EDA
Contents
EDA#
%load_ext autoreload
%autoreload 2
%matplotlib inline
Imports#
from aiking.data.external import * #We need to import this after fastai modules
import warnings
import pandas as pd
import seaborn as sns
import matplotlib.pyplot as plt
import matplotlib.image as mpimg
from fastdownload import download_url
from IPython.display import display, Image
sns.set(color_codes=True)
sns.set_palette(sns.color_palette("muted"))
warnings.filterwarnings("ignore")
Getting Dataset#
path = untar_data("kaggle_datasets::camnugent/california-housing-prices"); path
# download_data??
#download_data("https://docs.google.com/uc?export=download&id=1mOK0uyRz5Zs-Qo7mVMlxwtb2xn1E6N9Q", fname=path/"housing_address.csv")
fname = download_url("https://docs.google.com/uc?export=download&id=1mOK0uyRz5Zs-Qo7mVMlxwtb2xn1E6N9Q", dest=path)
fname.rename(fname.parent/"housing_address.csv")
path.ls()
df = pd.read_csv(path/"housing.csv"); df.head()
df.info()
df.sample(n=5, random_state=42)
df['ocean_proximity'].value_counts()
df.describe().T
Data Visualization#
Histogram#
sns.distplot(df['housing_median_age'], kde=False)
Note
Highest ~50
Mean ~30
Second peak ~15. Why?
sns.distplot(df['median_income'], kde=False)
Correlation Matrix#
corr_matrix = df.corr();corr_matrix
corr_matrix['median_house_value'].sort_values(ascending=False)
Tip
We plan to predict median_house_value.
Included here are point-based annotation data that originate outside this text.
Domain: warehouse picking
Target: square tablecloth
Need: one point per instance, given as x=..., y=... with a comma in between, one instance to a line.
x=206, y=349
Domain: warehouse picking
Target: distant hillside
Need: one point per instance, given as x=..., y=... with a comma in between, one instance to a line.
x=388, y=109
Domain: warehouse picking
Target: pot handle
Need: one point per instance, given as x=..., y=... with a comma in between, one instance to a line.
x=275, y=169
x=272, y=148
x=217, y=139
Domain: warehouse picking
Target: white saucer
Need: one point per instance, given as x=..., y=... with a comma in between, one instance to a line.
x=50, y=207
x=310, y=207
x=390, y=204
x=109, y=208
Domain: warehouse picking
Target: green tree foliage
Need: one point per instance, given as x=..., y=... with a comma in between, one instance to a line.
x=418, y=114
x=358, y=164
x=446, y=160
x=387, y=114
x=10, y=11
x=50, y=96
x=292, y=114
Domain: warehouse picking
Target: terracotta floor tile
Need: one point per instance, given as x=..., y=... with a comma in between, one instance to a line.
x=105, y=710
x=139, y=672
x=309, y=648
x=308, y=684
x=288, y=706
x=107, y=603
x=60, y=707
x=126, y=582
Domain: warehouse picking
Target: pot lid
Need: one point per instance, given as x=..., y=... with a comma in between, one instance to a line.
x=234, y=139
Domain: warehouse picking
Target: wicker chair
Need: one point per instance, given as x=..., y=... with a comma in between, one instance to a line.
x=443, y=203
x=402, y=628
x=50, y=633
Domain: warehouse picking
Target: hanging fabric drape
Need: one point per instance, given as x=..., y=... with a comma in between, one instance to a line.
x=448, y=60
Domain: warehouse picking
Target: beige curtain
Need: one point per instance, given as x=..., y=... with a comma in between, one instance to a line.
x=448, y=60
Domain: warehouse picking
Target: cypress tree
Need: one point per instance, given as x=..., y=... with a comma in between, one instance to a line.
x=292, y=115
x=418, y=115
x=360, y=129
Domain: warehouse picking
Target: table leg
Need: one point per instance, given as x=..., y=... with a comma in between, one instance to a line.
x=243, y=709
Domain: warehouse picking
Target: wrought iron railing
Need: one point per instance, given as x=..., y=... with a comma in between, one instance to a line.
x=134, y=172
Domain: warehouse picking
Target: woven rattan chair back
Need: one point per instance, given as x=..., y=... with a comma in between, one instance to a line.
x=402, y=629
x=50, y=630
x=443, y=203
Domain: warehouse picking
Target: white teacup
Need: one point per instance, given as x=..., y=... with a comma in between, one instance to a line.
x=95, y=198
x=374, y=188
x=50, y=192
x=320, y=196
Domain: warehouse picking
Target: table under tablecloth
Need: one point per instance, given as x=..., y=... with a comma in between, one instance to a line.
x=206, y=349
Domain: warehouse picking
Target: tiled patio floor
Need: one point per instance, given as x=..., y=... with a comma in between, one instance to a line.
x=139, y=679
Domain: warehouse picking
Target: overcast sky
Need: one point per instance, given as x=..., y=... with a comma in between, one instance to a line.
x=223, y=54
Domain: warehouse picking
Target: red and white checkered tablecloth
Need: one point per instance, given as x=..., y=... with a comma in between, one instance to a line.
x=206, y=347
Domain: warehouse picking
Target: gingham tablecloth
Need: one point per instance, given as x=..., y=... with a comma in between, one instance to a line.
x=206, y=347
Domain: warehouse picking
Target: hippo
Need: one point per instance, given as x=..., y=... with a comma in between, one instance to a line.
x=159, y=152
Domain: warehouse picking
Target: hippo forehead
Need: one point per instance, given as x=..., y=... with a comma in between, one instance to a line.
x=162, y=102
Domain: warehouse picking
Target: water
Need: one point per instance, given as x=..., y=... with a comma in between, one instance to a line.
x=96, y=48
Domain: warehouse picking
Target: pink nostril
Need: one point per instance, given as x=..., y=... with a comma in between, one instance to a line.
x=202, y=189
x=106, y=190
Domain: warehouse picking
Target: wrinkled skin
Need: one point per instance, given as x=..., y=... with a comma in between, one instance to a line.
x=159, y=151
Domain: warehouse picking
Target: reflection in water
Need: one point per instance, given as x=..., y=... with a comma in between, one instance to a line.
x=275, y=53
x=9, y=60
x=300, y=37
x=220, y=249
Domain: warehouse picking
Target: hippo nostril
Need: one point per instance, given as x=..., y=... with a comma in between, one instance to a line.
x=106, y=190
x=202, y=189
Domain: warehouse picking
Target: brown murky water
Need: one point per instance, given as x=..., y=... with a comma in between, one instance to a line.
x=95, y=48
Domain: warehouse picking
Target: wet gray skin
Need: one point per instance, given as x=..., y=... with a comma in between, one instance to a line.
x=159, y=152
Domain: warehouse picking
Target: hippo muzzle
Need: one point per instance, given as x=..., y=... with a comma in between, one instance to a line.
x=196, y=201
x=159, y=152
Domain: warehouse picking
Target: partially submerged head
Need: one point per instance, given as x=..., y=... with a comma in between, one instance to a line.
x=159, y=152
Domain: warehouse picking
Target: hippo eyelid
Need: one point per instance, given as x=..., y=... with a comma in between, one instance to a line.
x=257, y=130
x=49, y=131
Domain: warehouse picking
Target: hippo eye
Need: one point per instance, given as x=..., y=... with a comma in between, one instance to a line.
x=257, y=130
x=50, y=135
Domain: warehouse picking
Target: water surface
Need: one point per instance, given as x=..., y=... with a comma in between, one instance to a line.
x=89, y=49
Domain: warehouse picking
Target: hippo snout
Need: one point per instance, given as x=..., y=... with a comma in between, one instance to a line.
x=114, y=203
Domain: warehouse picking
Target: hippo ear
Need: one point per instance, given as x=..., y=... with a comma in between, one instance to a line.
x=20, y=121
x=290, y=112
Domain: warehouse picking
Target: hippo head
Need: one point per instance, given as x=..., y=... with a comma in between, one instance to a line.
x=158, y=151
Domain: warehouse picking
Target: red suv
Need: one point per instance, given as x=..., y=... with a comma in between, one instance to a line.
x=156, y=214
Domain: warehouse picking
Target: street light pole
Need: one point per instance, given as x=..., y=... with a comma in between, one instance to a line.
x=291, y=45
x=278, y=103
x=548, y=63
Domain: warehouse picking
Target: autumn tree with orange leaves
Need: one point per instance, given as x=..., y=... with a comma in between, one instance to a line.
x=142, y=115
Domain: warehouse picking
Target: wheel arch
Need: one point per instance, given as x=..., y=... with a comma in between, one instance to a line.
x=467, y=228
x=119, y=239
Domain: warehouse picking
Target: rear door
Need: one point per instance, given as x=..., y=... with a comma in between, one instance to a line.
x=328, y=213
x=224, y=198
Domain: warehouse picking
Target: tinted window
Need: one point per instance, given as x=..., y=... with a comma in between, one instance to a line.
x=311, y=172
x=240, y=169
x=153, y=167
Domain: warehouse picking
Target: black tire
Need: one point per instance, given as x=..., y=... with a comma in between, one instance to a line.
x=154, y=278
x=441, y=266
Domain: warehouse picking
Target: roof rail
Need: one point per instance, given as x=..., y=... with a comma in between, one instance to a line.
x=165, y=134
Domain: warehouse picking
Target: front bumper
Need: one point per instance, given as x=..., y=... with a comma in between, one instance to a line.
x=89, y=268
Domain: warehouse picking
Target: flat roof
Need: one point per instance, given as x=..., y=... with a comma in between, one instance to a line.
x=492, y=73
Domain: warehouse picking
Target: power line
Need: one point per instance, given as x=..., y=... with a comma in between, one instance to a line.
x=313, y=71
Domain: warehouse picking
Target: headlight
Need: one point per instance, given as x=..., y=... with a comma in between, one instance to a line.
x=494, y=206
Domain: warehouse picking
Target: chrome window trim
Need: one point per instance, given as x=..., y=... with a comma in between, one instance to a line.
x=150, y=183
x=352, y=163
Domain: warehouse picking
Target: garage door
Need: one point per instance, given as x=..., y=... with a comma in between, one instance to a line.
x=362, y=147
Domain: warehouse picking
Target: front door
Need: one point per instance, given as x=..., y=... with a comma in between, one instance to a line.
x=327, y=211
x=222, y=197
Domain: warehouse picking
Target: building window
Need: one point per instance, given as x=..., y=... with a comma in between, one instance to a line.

This will give us factors which are highly correlated to this factor
sns.heatmap(corr_matrix, annot=True, fmt='.2f',linewidth=1)
Pearson Coefficient#
Image("https://lewtun.github.io/dslectures/images/correlation.png")
Pairplot#
attributes = ['median_house_value', 'median_income', 'total_rooms',
'housing_median_age', 'ocean_proximity']
sns.pairplot(df[attributes], hue='ocean_proximity')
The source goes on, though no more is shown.